Introduction

So far, we have learned how we can get two processes to communicate reliably and securely with each other. We didn’t go into all this trouble just for the sake of it, though. The end goal has always been to use multiple processes, and services, to build a distributed application that gives its clients the illusion they interact with a single node.

Although achieving a perfect illusion is not always possible or desirable, it’s clear that some degree of coordination is needed to build a distributed application. In this part, we will explore the core distributed algorithms at the heart of large scale services.

Chapter 6 introduces formal models that encode our assumptions about the behavior of nodes, communication links, and timing; think of them as abstractions that allow us to reason about distributed systems by ignoring the complexity of the actual technologies used to implement them.
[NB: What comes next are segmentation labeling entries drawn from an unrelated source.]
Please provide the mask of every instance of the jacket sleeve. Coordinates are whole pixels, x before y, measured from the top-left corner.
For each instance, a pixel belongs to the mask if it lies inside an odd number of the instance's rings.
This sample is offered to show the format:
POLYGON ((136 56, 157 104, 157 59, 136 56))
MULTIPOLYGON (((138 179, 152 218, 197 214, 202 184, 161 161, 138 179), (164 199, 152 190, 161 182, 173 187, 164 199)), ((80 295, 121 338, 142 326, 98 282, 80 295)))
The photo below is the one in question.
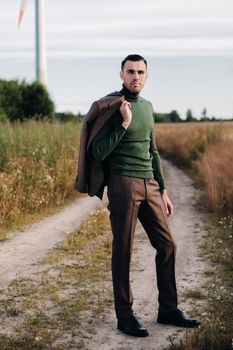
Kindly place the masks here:
POLYGON ((155 142, 154 131, 152 131, 151 133, 150 153, 153 157, 152 167, 153 167, 154 178, 156 181, 158 181, 160 190, 162 191, 165 189, 165 180, 163 175, 161 159, 160 159, 159 152, 155 142))
POLYGON ((103 161, 118 145, 126 129, 120 123, 112 127, 107 123, 92 141, 92 156, 99 162, 103 161))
Chapter 7 describes how to detect that a remote process is unreachable. Since the network is unreliable and processes can crash at any time, a process trying to communicate with another could hang forever without failure detection.

Chapter 8 dives into the concept of time and order. In this chapter, we will first learn why agreeing on the time an event happened in a distributed system is much harder than it looks, and then propose a solution based on clocks that don’t measure the passing of time.
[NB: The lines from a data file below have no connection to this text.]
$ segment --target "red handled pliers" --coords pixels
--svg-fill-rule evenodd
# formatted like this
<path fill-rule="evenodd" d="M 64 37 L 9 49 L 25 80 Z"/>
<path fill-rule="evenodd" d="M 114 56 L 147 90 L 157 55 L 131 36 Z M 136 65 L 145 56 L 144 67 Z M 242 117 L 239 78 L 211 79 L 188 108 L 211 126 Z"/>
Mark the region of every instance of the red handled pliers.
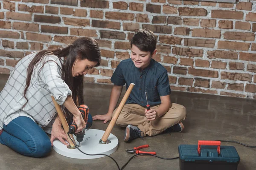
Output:
<path fill-rule="evenodd" d="M 144 152 L 141 151 L 139 150 L 141 149 L 145 148 L 146 147 L 149 147 L 149 145 L 148 144 L 146 144 L 145 145 L 142 145 L 139 146 L 139 147 L 134 147 L 133 149 L 126 149 L 125 152 L 127 153 L 148 153 L 148 154 L 151 154 L 153 155 L 156 155 L 157 153 L 155 152 Z"/>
Chapter 9 describes how a group of processes can elect a leader who can perform operations that others can’t, like accessing a shared resource or coordinating other processes’ actions.
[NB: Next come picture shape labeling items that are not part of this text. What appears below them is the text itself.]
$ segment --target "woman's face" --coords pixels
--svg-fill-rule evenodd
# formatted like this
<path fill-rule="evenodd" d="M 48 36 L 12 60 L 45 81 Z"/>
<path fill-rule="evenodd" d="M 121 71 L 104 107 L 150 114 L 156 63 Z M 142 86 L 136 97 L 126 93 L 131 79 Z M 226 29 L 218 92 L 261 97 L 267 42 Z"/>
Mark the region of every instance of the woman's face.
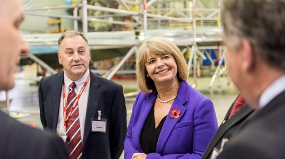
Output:
<path fill-rule="evenodd" d="M 168 53 L 149 54 L 145 63 L 147 74 L 155 85 L 177 80 L 177 67 L 174 57 Z"/>

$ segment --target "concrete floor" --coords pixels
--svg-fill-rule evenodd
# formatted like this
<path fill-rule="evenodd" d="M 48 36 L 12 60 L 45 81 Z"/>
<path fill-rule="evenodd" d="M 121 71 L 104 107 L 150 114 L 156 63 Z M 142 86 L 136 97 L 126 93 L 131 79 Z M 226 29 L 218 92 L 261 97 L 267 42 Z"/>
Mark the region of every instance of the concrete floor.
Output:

Chapter 10 introduces one of the fundamental challenges in distributed systems, namely keeping replicated data in sync across multiple nodes. This chapter explores why there is a tradeoff between consistency and availability and describes how the Raft replication algorithm works.

Chapter 11 dives into how to implement transactions that span data partitioned among multiple nodes or services. Transactions relieve you from a whole range of possible failure scenarios so that you can focus on the actual application logic rather than all possible things that can go wrong.